Mais ceste sienne entreprinse fut vaine, car noz soldars là dedans mis par l’authorité de monseigneur révérendissime l’archevesque d’Avignon, comme membre sien, se défendirent sy bien que ledict Parpaille y brusla sa barbe et y laissa quelques uns des siens mortz, ensemble ses pièces et cordages, et honteusement se retira à Orange, ou peu après, suyvant tousjours nouvelles inventions, en voulcit aultant faire au lieu de Sainct-Laurens de Arbres, où il permit que l’église fut dépérie…

 

VERSION 2 - Le Pieux Pèlerin de N. D. de Grâce, de l’Abbé J. A. G., 1847.

 

(1562). Au mois d'août de l'année 1562, les hérétiques luthériens et calvinistes, ayant à leur tête le farouche baron des Adrets, se rendent maîtres de Roquemaure. Ils partent ensuite secrètement de cette ville et arrivent à Villeneuve auprès du fort qui commandait l'accès du pont Saint-Bénézet, dans l'intention de s'en emparer par surprise. Heureusement ces redoutables fanatiques, emportés par leur ardeur, brusquent une attaque, dans laquelle ils sont vivement repoussés par le célèbre florentin Scarfi, gouverneur du Languedoc, au nom de Charles IX, et laissent 35 hommes tués et autant de prisonniers.

 

Jean Calvin

 

Honteux de leur défaite, ils se retirent à la hâte, mettant à feu et à sang sur leur passage. Ne peut-on pas présumer qu’avant d’arriver devant saint Laurent des Arbres, où ils commirent des profanations et des cruautés dont le récit seul fait frémir d’horreur, et en passant presque sous la sainte Montagne, le baron des Adrets aura détaché quelques-uns de ses soldats, pour aller saccager une chapelle qui, à cette époque commençait à avoir quelques célébrité et était grandement vénérée par les populations des alentours?

 

Au reste, serait-il vrai que l’armée calviniste, repoussée des murs d’Avignon, n’eût point passé près de Rochefort, il est impossible que, cinq ans plus tard, en 1567, la sainte Chapelle ait échappé à une ruine presque totale.
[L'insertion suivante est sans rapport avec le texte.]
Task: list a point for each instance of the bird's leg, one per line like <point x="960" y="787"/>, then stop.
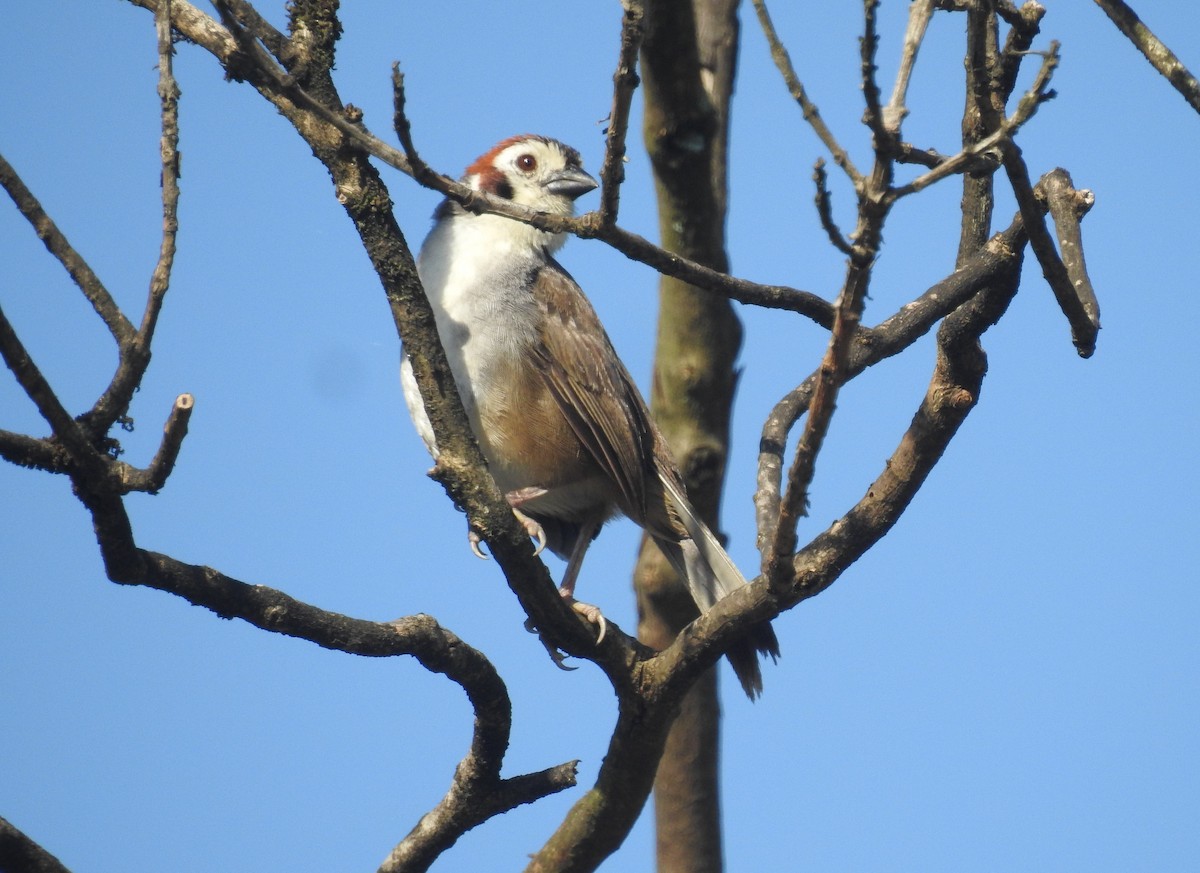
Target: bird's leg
<point x="532" y="527"/>
<point x="571" y="575"/>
On sait que cette année fut vraiment désastreuse pour les catholiques.

 

Les villes d’Uzès, de Barjac, du Pont saint Esprit, de Bagnols, ainsi que les villages de Tresque, de Laudun, de saint Laurent des Arbres et enfin Rochefort, tombèrent au pouvoir des religionnaires, et eurent, pour la plupart, la douleur de voir leurs prêtres égorgés, souvent sur l’autel renversé, leurs églises profanées, brûlées, ruinées de fond en comble. A Rochefort, sans aucun doute, notre chapelle sera devenue l’objet sur lequel ces fanatiques auront, de préférence, fait tomber les coups de leur fureur sacrilège.

 

Quelle apparence en effet que des hérétiques, dont la rage de détruire avait certainement redoublé par les profanations dont ils s’étaient rendus coupables, aient épargné un lieu sacré pour les catholiques? Les insensés! Ils regardaient comme impie le culte que nous rendons à Marie et aux Saints! Aussi, la vue seule de cet objet vénéré dut-elle provoquer leur fureur.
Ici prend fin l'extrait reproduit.